How many years your dataset goes back??? When analyzing daily bars you need min 25-30 years of reliable data for your backrest to have at least some assurance it is not totally curve fitted. Oil only became electronic in mid 2000s. Not sure where one can get pit traded quality data.

2016. Agree the more data, the better. But a strategy of 6 to 7 years of data can surprisingly deliver good results on unseen data/live trading.

Any strategy on data sample 2016-Now on daily bars can easily produce anomaly that will loose equity with deployed live. Just to illustrate an example, I once created 1 hour strategy (commodity) and tested it on 10 years of high quality data (both long and short were balanced). It is really hard to curve fit 1 hour bars over 10 years. It managed to loose money from get go and was later redesigned.

((Thanks for posting a GREAT thread. I am way bummed that I can't get into it *nearly* as much as I'd like. Nice looking stuff, though. I'll certainly follow this thread with interest.)) The "25-30+ years" thing is just nice in theory, but commonly unworkable in practice. And in fact, *much* is dependent on the area of inquiry. For example, if you're looking at time-related data, any amount of seasonality means that 25 years of data lends you only n=25 of Spring, School's Out, Harvest/tilling, Thanksgiving→Christmas→New Years, etc etc. That's a pretty thinnish pool. But if your attention is intra-day, then you have >6,000 market closes, Friday(s), Monday afternoons, lunch-hours, Hong Kong opens, etc. -- just how many of those do you need? But while you're trying to stretch out your data by doing *anything* you can to build "n= ", there is the *way* ugly thought that there would be ANY AMOUNT OF DATA STABILITY for more than a 5-year swath. The sample pool over which you're dipping changes in content, character, and quantities, EVERY DAY to some degree, but hugely so over 5-10 years. To imagine that TWENTY YEARS of decision-making, conflicts, data availability+completeness, connectivity amongst decision-makers, the financial markets into which this milieu is being poured -- to imagine that data from day 1 are comparable to data from day 6,028??? NO. So what do you end up with? A lie. False input comparisons leading to bad analysis leading to false output conclusions. For myself, I concluded in 2009 that the world had changed, and that I needed to pay *strict* heed to these dangers in any use of data preceding March, 2009. In the 10 years since, I have seen zero reason to question that caution.
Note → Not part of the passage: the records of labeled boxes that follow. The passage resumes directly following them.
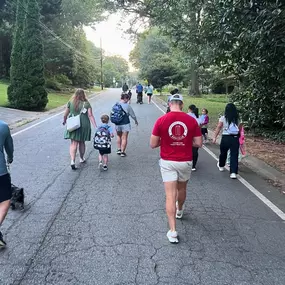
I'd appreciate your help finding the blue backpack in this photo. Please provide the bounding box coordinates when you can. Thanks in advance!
[110,103,127,125]
[93,126,111,150]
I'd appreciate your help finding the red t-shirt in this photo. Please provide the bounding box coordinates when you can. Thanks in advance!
[152,112,202,161]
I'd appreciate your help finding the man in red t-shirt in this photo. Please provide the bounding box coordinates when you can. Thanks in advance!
[150,94,202,243]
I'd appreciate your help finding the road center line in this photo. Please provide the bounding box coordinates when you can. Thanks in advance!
[152,97,285,221]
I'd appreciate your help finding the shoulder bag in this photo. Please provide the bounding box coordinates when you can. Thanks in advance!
[66,102,85,133]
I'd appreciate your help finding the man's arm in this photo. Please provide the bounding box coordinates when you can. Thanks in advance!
[193,136,203,147]
[150,135,160,148]
[4,127,14,163]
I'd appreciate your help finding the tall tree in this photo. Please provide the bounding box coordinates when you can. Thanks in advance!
[8,0,26,108]
[20,0,48,110]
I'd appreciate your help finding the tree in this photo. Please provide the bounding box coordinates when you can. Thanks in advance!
[7,0,26,108]
[130,28,183,89]
[20,0,48,110]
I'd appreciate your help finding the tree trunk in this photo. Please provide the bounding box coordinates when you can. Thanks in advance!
[189,63,201,97]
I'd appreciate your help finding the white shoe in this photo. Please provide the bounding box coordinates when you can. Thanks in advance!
[166,231,179,243]
[176,201,185,219]
[217,162,225,172]
[230,173,237,179]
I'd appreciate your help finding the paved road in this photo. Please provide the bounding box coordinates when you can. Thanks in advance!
[0,87,285,285]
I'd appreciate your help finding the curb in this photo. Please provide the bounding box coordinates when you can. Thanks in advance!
[153,96,285,190]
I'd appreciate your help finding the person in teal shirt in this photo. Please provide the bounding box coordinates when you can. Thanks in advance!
[145,84,153,104]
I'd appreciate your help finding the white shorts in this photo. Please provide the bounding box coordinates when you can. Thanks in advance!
[115,124,131,133]
[159,159,192,182]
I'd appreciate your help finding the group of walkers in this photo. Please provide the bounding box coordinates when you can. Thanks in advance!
[63,89,138,170]
[0,88,243,248]
[122,82,154,104]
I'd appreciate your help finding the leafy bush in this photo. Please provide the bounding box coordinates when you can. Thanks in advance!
[45,77,62,91]
[54,74,72,85]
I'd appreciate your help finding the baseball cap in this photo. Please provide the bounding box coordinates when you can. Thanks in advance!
[169,94,183,102]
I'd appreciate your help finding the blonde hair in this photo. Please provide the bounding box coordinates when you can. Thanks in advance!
[101,114,110,124]
[71,88,88,111]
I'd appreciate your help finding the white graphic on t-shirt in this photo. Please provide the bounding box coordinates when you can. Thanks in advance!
[168,121,188,141]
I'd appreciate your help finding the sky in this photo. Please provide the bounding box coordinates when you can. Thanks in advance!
[85,13,134,61]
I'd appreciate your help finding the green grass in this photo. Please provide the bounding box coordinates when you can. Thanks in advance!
[0,81,101,111]
[159,94,229,129]
[46,93,72,111]
[0,81,8,107]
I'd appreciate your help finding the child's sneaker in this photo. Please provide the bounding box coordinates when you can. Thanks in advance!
[167,231,179,243]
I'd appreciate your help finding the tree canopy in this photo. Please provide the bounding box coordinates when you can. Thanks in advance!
[109,0,285,137]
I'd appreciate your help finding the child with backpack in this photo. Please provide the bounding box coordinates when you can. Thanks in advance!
[227,127,246,166]
[94,115,114,171]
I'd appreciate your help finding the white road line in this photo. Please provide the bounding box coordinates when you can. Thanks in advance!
[152,97,285,221]
[12,93,97,137]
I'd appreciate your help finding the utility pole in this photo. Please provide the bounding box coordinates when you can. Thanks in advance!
[100,38,104,90]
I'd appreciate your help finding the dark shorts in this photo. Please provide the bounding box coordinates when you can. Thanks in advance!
[99,148,111,155]
[0,174,12,203]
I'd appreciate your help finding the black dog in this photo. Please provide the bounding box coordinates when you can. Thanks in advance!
[11,184,25,210]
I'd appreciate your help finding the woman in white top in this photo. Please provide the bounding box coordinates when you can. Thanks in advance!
[213,103,241,179]
[188,105,200,171]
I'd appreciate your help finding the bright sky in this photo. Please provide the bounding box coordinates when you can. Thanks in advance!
[85,14,134,61]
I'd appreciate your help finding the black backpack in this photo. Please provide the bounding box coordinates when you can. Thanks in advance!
[93,126,111,150]
[110,103,127,125]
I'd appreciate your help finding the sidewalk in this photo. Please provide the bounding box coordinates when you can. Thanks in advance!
[154,96,285,191]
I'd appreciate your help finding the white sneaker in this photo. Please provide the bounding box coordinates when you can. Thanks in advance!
[217,162,225,172]
[166,231,179,243]
[230,173,237,179]
[176,201,185,219]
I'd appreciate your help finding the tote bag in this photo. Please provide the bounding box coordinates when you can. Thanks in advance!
[66,102,85,133]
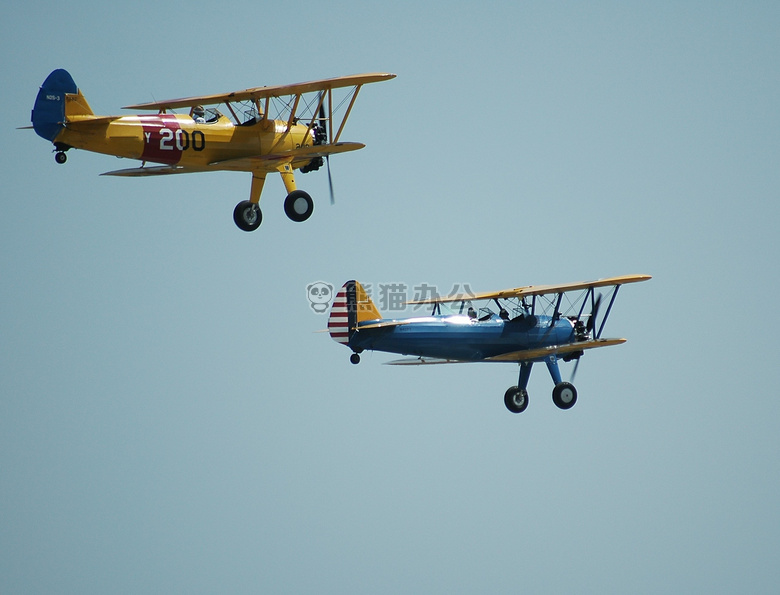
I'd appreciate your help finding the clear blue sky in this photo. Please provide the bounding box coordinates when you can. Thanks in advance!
[0,0,780,594]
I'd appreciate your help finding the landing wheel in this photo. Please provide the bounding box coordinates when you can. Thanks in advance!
[233,200,263,231]
[284,190,314,223]
[553,382,577,409]
[504,386,528,413]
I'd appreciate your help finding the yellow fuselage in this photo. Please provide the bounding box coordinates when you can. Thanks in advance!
[54,114,314,171]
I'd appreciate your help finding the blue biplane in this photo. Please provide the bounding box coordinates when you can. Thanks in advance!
[328,275,651,413]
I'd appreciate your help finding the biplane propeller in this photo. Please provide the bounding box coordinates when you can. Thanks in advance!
[32,69,395,231]
[328,275,651,413]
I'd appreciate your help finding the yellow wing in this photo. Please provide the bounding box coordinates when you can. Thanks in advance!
[123,72,395,110]
[406,275,652,304]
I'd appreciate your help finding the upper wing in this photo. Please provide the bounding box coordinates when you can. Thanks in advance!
[123,72,395,110]
[407,275,652,304]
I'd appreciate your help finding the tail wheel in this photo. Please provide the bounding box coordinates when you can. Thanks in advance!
[504,386,528,413]
[284,190,314,223]
[553,382,577,409]
[233,200,263,231]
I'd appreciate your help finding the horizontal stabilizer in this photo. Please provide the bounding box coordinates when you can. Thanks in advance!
[357,318,413,331]
[63,116,122,132]
[385,357,470,366]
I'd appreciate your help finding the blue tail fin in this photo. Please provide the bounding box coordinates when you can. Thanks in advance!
[32,68,79,142]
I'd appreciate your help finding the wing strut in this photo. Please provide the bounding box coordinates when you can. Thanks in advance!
[594,285,620,339]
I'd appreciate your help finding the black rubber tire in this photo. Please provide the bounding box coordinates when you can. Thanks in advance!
[233,200,263,231]
[284,190,314,223]
[553,382,577,409]
[504,386,528,413]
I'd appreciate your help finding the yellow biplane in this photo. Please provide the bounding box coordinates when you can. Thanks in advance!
[32,69,395,231]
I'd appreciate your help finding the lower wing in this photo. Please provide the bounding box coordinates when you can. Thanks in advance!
[387,339,626,366]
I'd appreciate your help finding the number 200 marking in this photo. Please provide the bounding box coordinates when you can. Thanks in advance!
[160,128,206,151]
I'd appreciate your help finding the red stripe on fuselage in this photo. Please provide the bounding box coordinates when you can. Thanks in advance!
[140,114,182,165]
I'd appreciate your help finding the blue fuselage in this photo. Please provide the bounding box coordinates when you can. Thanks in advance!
[349,315,574,361]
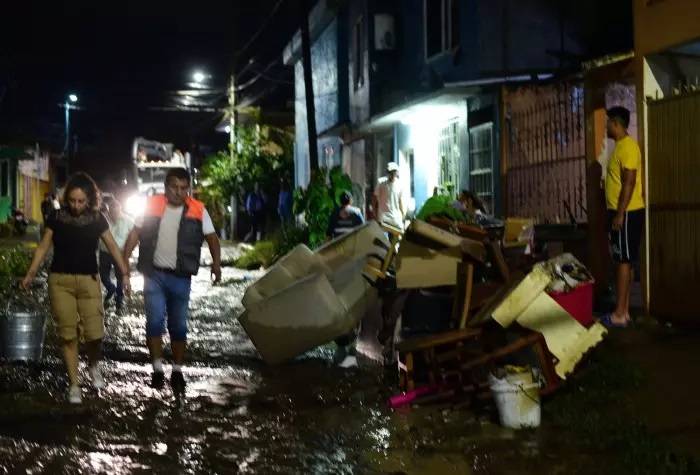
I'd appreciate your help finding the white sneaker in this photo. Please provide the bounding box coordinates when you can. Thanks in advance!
[88,365,107,389]
[338,355,357,368]
[68,386,83,404]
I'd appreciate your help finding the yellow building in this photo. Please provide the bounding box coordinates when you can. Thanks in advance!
[633,0,700,325]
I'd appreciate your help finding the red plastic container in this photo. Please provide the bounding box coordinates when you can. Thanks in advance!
[549,282,595,328]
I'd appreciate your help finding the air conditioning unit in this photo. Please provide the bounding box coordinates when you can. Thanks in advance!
[374,13,396,51]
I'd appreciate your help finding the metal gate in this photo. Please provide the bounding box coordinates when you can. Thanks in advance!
[505,83,586,223]
[646,92,700,325]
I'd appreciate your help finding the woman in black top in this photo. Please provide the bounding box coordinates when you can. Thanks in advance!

Trying to predict any type of asset price is not an ideal strategy. It is like predicting a random walk. You can clearly see that the data you are looking at is significantly long-biased. If you randomly make entry and exit trades, you can probably achieve close (if not greater) than the accuracy of 0.567 you achieved. Try to do it for a bunch of simulations. The same type of fallacy can be found when simulating random trades in the equity market since ~2008. People backtest a strategy with between 50-60% accuracy and then start a fund and trade only to realize that the market is also skewed the same way (long-biased 50-60%), erasing any profits. Predicting asset prices is not a great way to go about automated trading. It is much more beneficial to try to optimize functions and algorithms as opposed to directly trying to predict something that is essentially random. On a side note, if you want to play around with a bunch of models in R, I suggest using the caret package. It is really easy to use and has great functionality.

There are far fewer trading days in that time span than 500. From 20170601 through 20180815 inclusive, the date range in your chart, there are 305 WTI trading dates. Also, the word "data" is plural.

I guess @arsene007 means to say June 2017 to August 2019 (this year, not last year). That would make for about 500 trading days.